# Fourier transform to solve inhomogeneous PDE

• Oct 8th 2011, 05:02 AM
math2011
Fourier transform to solve inhomogeneous PDE
Express the solution to the inhomogeneous equation
$\frac{\partial u}{\partial t} = \kappa \frac{\partial^2u}{\partial x^2} + S(x,t)$
satisfying the initial condition
$u(x,0) = 0$, $-\infty < x < \infty$,
as an integral involving the source term $S(x,t)$.

The given solution is $\frac{1}{\sqrt{2\pi}} \int^t_0 \left( \int^\infty_{-\infty} \frac{e^{-(x-x')^2/(4\kappa(t - t'))}}{\sqrt{2\kappa(t-t')}} S(x',t') dx' \right) dt'$.

Attempt:

Take Fourier transform with respect to $x$.
$\frac{\partial U}{\partial t} = - \kappa k^2 U + \mathcal{F} \{S(x,t)\}$

Solve the ODE by integrating factor.
$U = \frac{1}{e^{\kappa k^2 t}} \int^t_0 e^{\kappa k^2 t'} \mathcal{F} \{ S(x,t) \} dt'$
$U = \int^t_0 e^{-\kappa k^2 (t - t')} \mathcal{F} \{ S(x,t) \} dt'$

Find inverse transform of $U$.
$u = \frac{1}{\sqrt{2\pi}} \int^\infty_{-\infty} \int^t_0 e^{-\kappa k^2 (t - t')} \mathcal{F} \{ S(x,t) \} dt' e^{-ikx} dk$
$u = \frac{1}{\sqrt{2\pi}} \int^t_0 \int^\infty_{-\infty} e^{-\kappa k^2 (t - t')} \mathcal{F} \{ S(x,t) \} e^{-ikx} dk dt'$

Have I got above correct?
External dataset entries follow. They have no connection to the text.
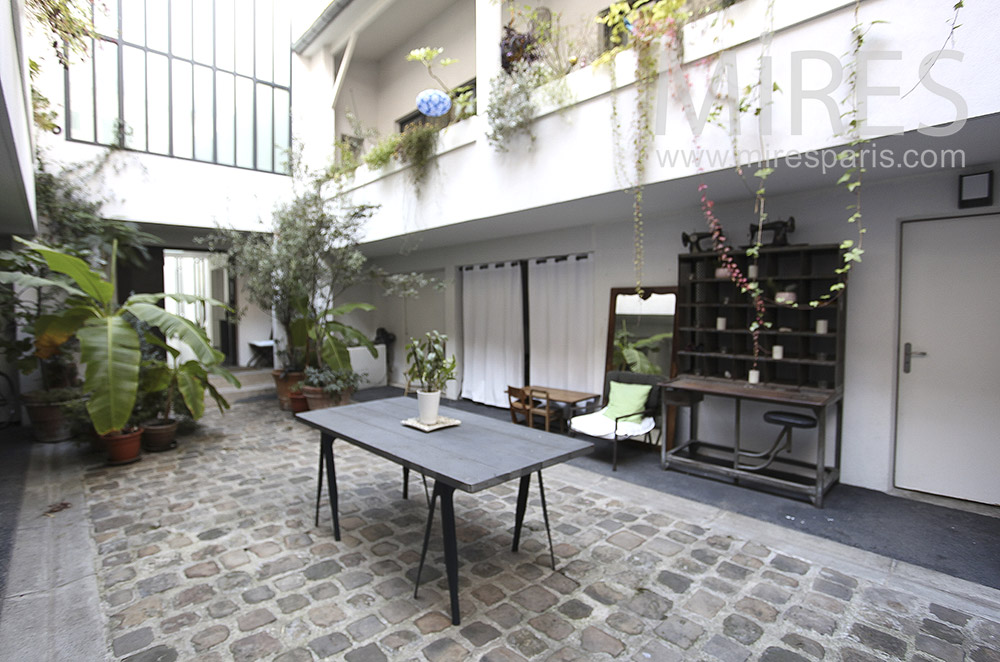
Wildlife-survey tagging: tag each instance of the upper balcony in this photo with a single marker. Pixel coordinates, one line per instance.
(578, 158)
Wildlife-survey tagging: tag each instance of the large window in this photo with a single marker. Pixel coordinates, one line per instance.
(208, 80)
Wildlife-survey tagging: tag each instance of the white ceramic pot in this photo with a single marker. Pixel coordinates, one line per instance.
(428, 404)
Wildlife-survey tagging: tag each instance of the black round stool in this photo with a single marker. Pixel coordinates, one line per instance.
(787, 420)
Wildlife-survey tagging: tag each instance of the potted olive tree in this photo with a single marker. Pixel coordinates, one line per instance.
(300, 267)
(109, 345)
(428, 366)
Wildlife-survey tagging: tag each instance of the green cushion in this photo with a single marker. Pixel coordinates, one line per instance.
(626, 399)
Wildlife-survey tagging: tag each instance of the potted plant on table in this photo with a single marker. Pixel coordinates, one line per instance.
(109, 345)
(427, 365)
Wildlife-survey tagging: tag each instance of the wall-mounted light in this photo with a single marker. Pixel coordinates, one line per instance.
(975, 189)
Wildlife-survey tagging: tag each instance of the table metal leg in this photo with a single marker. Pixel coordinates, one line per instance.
(522, 505)
(450, 546)
(326, 447)
(319, 484)
(545, 516)
(663, 432)
(427, 538)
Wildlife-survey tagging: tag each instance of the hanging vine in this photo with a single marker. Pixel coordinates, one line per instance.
(645, 26)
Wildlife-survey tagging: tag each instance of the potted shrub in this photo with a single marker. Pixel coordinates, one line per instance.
(326, 387)
(427, 365)
(188, 380)
(109, 345)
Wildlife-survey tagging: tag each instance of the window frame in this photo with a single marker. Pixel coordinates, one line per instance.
(281, 128)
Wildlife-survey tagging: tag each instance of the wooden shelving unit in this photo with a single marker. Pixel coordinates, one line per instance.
(714, 361)
(811, 359)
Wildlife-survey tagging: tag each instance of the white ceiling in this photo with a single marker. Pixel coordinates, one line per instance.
(397, 21)
(979, 138)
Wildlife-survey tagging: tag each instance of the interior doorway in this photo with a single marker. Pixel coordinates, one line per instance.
(948, 408)
(202, 274)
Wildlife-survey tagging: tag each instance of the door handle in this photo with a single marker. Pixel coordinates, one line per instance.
(908, 354)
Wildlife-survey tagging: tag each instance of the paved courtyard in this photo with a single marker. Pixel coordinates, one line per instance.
(210, 552)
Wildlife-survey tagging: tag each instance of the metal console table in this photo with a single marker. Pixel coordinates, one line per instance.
(811, 479)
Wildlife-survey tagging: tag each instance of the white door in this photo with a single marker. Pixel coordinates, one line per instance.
(948, 410)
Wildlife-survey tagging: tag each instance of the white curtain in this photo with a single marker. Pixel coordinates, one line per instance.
(562, 326)
(493, 333)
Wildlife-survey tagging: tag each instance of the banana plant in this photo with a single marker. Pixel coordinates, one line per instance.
(189, 380)
(328, 337)
(109, 346)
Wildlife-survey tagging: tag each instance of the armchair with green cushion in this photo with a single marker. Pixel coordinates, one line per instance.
(629, 407)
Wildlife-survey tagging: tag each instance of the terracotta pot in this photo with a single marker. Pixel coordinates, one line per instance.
(298, 402)
(49, 422)
(283, 384)
(123, 447)
(318, 399)
(159, 435)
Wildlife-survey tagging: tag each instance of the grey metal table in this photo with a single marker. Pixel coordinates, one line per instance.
(480, 453)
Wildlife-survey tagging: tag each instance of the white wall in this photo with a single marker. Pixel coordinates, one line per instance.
(400, 81)
(574, 156)
(254, 324)
(870, 364)
(17, 182)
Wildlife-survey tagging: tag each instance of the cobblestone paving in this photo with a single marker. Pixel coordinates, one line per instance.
(209, 553)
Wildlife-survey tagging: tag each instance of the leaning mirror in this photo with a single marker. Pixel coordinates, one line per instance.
(641, 330)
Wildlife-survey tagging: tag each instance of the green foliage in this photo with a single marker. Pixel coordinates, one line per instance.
(345, 162)
(332, 381)
(463, 101)
(379, 156)
(459, 95)
(417, 145)
(327, 339)
(641, 26)
(67, 23)
(511, 109)
(70, 222)
(426, 362)
(634, 354)
(109, 345)
(308, 261)
(69, 28)
(189, 380)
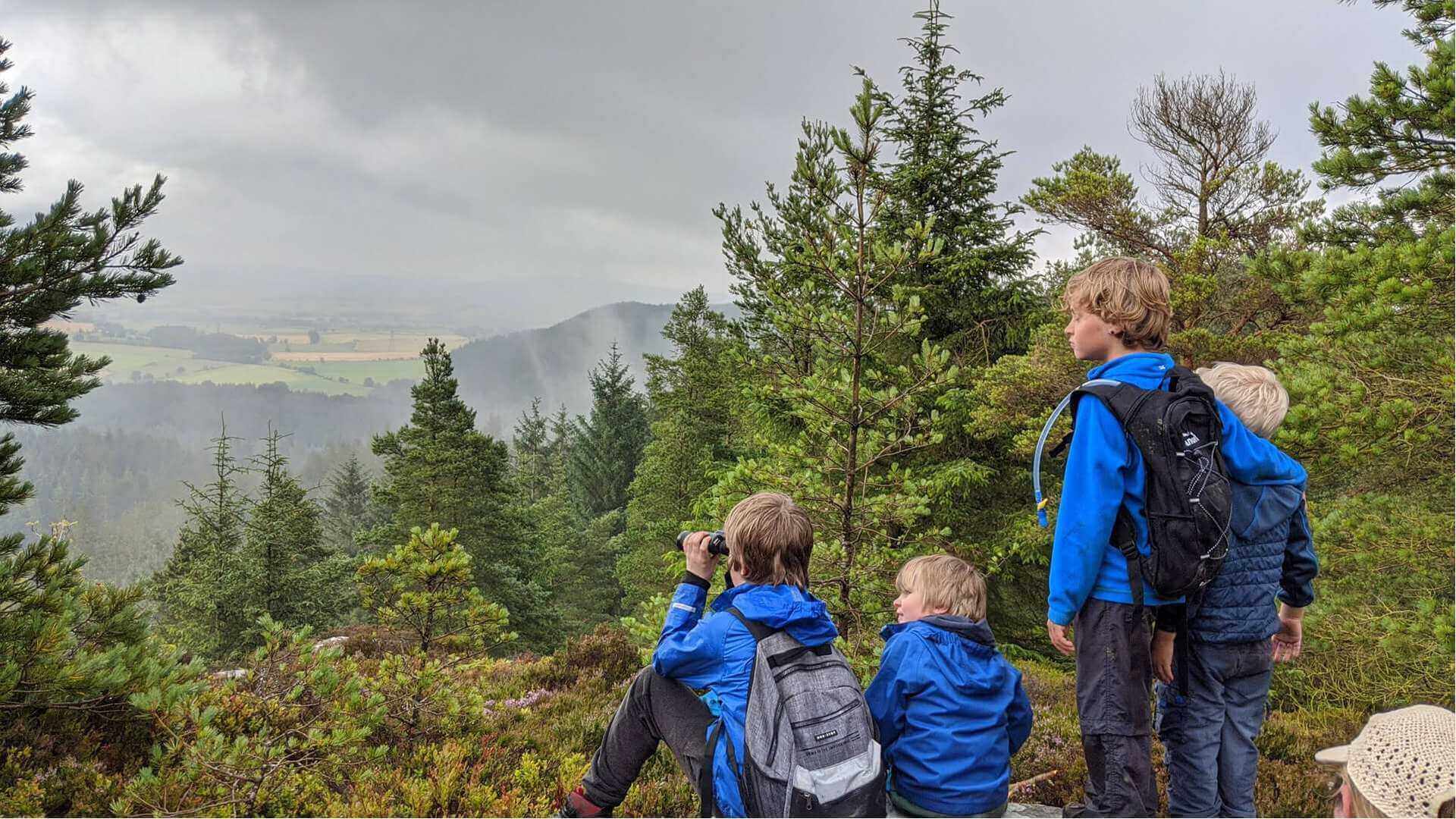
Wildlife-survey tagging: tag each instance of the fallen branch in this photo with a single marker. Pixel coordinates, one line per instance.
(1034, 780)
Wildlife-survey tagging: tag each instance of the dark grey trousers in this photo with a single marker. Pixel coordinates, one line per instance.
(1114, 676)
(655, 708)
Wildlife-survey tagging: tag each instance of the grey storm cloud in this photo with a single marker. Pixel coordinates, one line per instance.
(588, 142)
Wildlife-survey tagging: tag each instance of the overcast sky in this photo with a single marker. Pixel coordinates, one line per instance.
(588, 142)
Why should I use definite integral $\int^t_0$ instead of indefinite integral $\int$ for solving $U$? What should I do next? (I know I am using $k$ instead of $x'$ in the given solution but I don't see how this is even close to the solution).
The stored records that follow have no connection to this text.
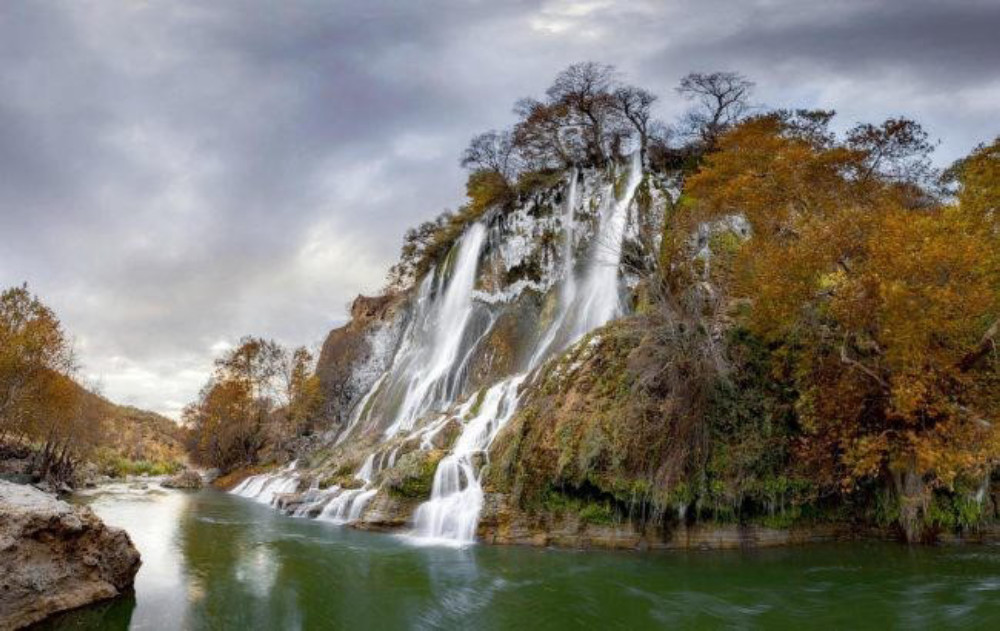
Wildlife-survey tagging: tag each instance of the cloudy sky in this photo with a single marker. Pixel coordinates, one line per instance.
(175, 174)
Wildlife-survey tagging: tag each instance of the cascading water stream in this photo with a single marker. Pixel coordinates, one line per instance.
(452, 514)
(427, 373)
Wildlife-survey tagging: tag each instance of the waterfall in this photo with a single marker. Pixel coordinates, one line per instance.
(427, 373)
(600, 297)
(265, 487)
(567, 294)
(452, 514)
(428, 370)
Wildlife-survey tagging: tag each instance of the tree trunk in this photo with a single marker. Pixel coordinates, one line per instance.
(911, 492)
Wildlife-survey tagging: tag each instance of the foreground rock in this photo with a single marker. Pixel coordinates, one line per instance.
(186, 479)
(54, 556)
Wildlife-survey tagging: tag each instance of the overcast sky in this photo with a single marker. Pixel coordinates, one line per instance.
(176, 174)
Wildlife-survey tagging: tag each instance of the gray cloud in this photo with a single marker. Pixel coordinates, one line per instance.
(176, 174)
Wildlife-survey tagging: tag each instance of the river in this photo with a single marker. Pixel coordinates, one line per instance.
(215, 561)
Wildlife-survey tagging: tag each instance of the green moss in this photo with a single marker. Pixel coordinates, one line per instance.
(116, 466)
(413, 476)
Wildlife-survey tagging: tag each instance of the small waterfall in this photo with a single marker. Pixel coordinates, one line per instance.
(567, 294)
(452, 514)
(428, 371)
(600, 297)
(427, 374)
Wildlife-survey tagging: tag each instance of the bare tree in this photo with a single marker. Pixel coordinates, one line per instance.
(722, 98)
(898, 149)
(546, 136)
(634, 105)
(493, 151)
(586, 89)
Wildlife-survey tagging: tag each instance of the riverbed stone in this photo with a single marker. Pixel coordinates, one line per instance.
(187, 479)
(55, 556)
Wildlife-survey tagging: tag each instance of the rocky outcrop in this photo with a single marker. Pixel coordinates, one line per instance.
(350, 347)
(187, 479)
(54, 557)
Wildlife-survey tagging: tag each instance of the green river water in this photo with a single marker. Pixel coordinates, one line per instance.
(214, 561)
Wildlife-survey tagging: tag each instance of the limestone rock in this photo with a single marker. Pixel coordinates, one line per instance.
(187, 479)
(54, 556)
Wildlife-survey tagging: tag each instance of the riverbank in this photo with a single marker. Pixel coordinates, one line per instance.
(213, 560)
(55, 556)
(294, 493)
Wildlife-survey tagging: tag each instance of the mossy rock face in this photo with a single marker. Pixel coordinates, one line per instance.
(447, 435)
(413, 475)
(343, 480)
(507, 346)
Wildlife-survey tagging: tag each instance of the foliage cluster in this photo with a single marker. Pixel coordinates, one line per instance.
(261, 397)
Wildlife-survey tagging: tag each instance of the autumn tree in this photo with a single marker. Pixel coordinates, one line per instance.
(260, 397)
(493, 152)
(721, 100)
(880, 307)
(897, 149)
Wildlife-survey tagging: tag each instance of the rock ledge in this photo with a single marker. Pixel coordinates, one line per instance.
(54, 556)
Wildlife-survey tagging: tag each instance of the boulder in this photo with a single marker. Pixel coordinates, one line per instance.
(186, 479)
(54, 556)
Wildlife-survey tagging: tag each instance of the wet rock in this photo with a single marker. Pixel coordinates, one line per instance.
(387, 512)
(54, 556)
(413, 476)
(187, 479)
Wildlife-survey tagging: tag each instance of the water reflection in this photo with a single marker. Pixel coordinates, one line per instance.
(212, 561)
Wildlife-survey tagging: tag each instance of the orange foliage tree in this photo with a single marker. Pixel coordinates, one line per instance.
(890, 310)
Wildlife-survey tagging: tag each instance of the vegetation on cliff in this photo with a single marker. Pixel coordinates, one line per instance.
(839, 363)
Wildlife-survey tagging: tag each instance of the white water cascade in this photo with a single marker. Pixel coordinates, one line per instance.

Should I expand $\mathcal{F} \{ S(x,t) \}$ like below?
$u = \frac{1}{\sqrt{2\pi}} \int^t_0 \int^\infty_{-\infty} e^{-\kappa k^2 (t - t')} \int^\infty_{-\infty} S(x,t) e^{ikx} dx e^{-ikx} dk dt'$
• Oct 14th 2011, 02:08 PM
Jose27
Re: Fourier transform to solve inhomogeneous PDE
I think it would be easier if you used Duhamel's principle. Assuming you know how to solve the homogenous case.
• Oct 16th 2011, 05:01 AM
math2011
Re: Fourier transform to solve inhomogeneous PDE
Quote:

Originally Posted by Jose27
I think it would be easier if you used Duhamel's principle. Assuming you know how to solve the homogenous case.

Thank you. But I have not studied Duhamel's principle before and it is not in my lecture notes. There must be another way to solve the problem.